Ryman Healthcare is the first organisation in New Zealand to trial a recently developed falls detection system – using artificial intelligence to detect retirement village residents who may have tripped and fallen.
Ryman has teamed up with an Israeli company Vayyar – reviewing its hi-tech equipment aimed at efficiently detecting retirement village residents who may have lost their footing and fallen.
Ryman’s innovation team is testing if the system, designed to be smart enough to know if a fall has happened, works within the retirement village resident’s home. Being able to quickly identify and find help when a resident may have fallen will result in a stronger level of care.
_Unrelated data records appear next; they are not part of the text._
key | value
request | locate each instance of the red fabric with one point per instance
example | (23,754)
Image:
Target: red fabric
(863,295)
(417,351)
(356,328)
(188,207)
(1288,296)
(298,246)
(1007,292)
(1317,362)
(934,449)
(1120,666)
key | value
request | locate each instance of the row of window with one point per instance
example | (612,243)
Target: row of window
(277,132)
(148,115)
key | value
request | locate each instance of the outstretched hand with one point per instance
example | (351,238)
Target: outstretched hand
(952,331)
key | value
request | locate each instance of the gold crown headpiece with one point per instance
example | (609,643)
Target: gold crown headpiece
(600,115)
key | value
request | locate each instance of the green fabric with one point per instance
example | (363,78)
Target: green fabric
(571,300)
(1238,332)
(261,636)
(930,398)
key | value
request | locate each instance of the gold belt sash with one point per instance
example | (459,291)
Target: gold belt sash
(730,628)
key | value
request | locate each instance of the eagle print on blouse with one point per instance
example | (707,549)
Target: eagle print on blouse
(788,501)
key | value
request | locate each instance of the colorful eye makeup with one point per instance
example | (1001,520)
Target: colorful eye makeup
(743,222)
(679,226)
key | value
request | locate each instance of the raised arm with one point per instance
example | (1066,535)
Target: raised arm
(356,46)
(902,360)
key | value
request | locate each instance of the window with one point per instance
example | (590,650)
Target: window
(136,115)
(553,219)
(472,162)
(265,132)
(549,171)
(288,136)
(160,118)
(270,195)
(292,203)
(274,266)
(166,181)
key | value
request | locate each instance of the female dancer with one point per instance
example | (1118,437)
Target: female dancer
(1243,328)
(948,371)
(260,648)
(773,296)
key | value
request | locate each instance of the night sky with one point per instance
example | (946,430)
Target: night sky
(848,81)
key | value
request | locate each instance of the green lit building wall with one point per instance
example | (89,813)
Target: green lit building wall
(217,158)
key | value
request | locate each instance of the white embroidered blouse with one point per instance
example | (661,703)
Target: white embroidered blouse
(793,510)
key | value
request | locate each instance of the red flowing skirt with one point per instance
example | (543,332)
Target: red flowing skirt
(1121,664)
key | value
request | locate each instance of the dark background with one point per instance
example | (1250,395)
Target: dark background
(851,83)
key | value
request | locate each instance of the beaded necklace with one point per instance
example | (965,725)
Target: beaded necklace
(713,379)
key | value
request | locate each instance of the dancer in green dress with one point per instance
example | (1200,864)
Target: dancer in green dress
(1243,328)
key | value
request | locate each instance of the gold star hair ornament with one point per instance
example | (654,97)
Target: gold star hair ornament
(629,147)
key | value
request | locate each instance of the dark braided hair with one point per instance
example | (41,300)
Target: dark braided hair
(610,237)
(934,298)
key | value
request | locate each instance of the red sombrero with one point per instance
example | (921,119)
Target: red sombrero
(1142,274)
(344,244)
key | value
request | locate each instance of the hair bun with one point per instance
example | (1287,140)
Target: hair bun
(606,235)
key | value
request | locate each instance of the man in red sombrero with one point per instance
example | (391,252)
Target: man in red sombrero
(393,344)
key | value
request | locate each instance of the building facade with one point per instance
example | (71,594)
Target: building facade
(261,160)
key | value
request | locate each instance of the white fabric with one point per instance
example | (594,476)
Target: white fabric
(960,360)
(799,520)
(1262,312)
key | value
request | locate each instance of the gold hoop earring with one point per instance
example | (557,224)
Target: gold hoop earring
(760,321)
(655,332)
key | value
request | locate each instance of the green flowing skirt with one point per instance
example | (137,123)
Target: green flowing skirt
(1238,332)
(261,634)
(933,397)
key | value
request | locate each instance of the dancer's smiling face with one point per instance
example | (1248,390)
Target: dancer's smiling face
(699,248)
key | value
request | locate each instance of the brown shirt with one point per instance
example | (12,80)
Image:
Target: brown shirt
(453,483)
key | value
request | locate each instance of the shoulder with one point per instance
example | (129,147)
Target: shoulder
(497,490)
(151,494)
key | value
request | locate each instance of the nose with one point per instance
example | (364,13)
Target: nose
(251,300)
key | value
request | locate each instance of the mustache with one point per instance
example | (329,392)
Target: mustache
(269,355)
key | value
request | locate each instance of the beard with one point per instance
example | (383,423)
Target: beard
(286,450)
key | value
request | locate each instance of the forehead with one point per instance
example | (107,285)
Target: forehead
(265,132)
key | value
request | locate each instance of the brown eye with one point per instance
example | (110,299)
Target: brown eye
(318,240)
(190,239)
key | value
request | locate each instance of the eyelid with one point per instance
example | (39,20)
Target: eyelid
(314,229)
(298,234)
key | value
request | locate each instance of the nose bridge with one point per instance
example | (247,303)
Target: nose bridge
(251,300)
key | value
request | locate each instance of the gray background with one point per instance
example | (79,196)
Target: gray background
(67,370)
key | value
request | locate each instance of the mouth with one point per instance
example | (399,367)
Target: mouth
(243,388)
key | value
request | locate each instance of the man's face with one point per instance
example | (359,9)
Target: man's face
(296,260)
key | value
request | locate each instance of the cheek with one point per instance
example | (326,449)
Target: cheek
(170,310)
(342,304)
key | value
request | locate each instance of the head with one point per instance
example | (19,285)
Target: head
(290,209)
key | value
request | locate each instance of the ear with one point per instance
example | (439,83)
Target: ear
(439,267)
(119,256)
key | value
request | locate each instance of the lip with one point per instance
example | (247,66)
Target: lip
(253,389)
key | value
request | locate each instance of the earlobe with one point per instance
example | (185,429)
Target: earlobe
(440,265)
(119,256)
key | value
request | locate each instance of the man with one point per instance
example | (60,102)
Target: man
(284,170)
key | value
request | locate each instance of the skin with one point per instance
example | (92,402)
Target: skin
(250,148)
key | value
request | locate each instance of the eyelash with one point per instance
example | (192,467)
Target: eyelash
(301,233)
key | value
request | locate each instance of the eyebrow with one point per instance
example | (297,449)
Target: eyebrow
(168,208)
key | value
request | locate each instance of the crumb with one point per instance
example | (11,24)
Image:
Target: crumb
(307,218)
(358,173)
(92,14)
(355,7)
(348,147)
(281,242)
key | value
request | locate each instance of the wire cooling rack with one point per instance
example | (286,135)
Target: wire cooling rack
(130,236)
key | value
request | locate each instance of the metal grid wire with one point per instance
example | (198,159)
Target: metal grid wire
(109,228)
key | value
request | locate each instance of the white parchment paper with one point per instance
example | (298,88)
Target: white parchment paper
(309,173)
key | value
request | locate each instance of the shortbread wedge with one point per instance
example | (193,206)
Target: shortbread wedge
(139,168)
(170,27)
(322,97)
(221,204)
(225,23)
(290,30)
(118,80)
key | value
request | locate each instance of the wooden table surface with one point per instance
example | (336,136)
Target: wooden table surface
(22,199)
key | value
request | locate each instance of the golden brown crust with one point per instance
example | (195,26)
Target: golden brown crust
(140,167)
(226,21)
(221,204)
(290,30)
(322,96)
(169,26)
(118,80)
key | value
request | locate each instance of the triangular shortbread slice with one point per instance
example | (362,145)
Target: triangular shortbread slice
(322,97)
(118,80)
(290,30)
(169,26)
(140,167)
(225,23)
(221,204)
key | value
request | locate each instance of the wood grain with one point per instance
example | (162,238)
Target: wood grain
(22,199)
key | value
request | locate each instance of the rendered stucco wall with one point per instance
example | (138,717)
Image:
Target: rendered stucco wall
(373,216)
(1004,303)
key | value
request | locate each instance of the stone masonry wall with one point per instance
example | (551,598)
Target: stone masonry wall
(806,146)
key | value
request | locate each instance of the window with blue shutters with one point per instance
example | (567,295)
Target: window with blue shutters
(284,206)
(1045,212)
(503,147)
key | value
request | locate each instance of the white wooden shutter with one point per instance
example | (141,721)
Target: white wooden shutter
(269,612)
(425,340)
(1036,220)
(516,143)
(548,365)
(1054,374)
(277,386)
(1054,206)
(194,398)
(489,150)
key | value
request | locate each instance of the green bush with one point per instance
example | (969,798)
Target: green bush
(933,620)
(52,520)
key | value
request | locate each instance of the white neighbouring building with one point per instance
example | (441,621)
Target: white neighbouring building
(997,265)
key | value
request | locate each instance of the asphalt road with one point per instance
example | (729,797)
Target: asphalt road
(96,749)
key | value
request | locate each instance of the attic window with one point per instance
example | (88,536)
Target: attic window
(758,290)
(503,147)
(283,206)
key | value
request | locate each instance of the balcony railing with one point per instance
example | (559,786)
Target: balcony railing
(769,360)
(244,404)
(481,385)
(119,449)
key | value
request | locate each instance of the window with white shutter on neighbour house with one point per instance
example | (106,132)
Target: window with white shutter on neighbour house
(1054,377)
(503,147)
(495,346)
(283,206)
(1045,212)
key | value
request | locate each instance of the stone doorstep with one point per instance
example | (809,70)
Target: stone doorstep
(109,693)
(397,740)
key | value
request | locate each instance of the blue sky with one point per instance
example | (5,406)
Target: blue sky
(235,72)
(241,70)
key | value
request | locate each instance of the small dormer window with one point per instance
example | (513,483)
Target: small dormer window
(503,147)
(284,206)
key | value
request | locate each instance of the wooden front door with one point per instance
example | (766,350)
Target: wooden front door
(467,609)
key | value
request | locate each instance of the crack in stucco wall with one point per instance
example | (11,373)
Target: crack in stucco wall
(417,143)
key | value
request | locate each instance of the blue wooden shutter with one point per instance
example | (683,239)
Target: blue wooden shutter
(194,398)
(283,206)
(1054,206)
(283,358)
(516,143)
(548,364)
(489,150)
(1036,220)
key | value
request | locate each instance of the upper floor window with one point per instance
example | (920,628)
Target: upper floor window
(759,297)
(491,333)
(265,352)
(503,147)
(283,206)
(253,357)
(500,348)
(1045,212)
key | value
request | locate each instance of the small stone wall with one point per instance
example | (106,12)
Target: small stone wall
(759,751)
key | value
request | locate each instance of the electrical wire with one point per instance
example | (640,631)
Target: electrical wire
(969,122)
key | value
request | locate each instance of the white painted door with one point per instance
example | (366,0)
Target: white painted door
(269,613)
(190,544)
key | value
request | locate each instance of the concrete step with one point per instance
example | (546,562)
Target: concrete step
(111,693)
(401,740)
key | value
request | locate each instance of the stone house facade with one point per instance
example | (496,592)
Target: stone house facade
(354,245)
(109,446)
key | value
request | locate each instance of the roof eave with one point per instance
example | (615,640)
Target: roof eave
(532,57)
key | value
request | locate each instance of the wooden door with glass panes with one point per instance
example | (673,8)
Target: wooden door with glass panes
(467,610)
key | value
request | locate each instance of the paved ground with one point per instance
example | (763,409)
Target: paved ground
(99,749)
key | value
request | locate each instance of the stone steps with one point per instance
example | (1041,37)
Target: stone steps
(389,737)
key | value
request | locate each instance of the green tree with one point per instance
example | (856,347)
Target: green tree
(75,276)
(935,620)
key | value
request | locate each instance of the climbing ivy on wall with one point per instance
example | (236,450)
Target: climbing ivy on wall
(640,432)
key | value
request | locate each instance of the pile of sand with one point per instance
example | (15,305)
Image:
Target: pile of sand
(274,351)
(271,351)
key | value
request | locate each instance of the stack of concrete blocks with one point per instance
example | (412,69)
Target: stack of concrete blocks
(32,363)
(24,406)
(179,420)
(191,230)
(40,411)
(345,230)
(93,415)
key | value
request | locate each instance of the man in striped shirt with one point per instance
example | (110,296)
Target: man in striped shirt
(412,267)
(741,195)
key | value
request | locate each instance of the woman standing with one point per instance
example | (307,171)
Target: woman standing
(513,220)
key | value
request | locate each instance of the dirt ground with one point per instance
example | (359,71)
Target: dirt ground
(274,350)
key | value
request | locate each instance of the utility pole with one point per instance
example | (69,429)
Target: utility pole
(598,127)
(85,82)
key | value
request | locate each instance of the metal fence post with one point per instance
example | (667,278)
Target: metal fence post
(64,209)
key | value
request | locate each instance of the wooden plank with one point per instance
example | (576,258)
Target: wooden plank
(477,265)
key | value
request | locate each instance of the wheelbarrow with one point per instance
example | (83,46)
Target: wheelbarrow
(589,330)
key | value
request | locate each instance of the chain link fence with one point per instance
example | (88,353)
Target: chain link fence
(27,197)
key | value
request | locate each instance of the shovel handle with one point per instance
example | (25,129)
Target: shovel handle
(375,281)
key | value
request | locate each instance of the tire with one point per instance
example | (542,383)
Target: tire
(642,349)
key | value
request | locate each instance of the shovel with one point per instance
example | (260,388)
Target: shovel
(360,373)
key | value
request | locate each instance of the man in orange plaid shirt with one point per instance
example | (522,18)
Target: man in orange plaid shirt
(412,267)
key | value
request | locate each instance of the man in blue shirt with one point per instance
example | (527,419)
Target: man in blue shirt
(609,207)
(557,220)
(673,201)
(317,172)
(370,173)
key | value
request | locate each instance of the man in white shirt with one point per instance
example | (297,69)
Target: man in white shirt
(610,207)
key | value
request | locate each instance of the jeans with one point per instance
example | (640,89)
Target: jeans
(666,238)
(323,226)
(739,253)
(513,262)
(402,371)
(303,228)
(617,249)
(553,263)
The initial test project has already picked up results at the host Diana Isaac Retirement Village in Christchurch.
The new self-activating technology, based on a small ceiling-mounted unit (similar in size to a domestic smoke detector), uses the latest in radio frequency technology to monitor and detect falls passively 24/7 without the need for residents to wear bracelets. The 4D imaging system does not use cameras, therefore creating no privacy issues in the residents’ rooms it is placed.
The system has already alerted the team, at Diana Isaac village in Mairehau, to some falls by Ryman residents. Falls are a significant health risk especially for those aged 65+.
Chris Wright, Ryman Research & Development Projects Manager, said the ceiling-mounted device continuously sends out signals that scan the environment. The noted falls by Diana Isaac residents are assessed by an ‘artificial intelligence’ algorithm.
“It can say whether someone is present in the room, or whether they have fallen over in the room (in which case) it can then send us an alert,” said Wright.
“It can do falls detection and basically alerts staff without residents having to wear a pendant or alarm watch in their home.”
A message can be sent to Ryman staff workstations or phones through email or by text.
Anna Scott, Clinical Manager at Diana Isaac village said the Vayyar system has quickly alerted staff to falls, in the areas it has been trialled.
"Vayyar system has been trialled for some months. Upon installation, the devices need to be calibrated and information on the environment added in. The dimensions of a resident’s room and the location of furniture, including the bed, can be included," said Wright.
Ryman is also interested to see if the device can monitor movement by a resident from one room to another.
“It’s an interesting technology. It has a lot to offer which we are just starting to understand."
"How such falls detection technology would fit into the existing suite of Ryman care products for residents, needs to be considered," Wright added.
The Ryman Technology team had been proactive in seeking out new technology. The Diana Isaac test began on 23 June 2021. Ryman’s innovation team has partnered with Australian-based distributor and technical support company Livius, to help set up the test locations.
The calibration of the detection system has been a learning process. Depending on the mobility and assessed fall risk of the resident, sensitivities need to be calibrated to account for their daily routines.
“On occasions, alerts have been picked up, when residents were in a wheelchair, on a shower stool or in a reclining ‘lazy boy’ chair,” Wright concluded.
During the trial, Ryman is emphasising to residents and staff to maintain their usual habits and to keep using other care and alert systems, already set in place.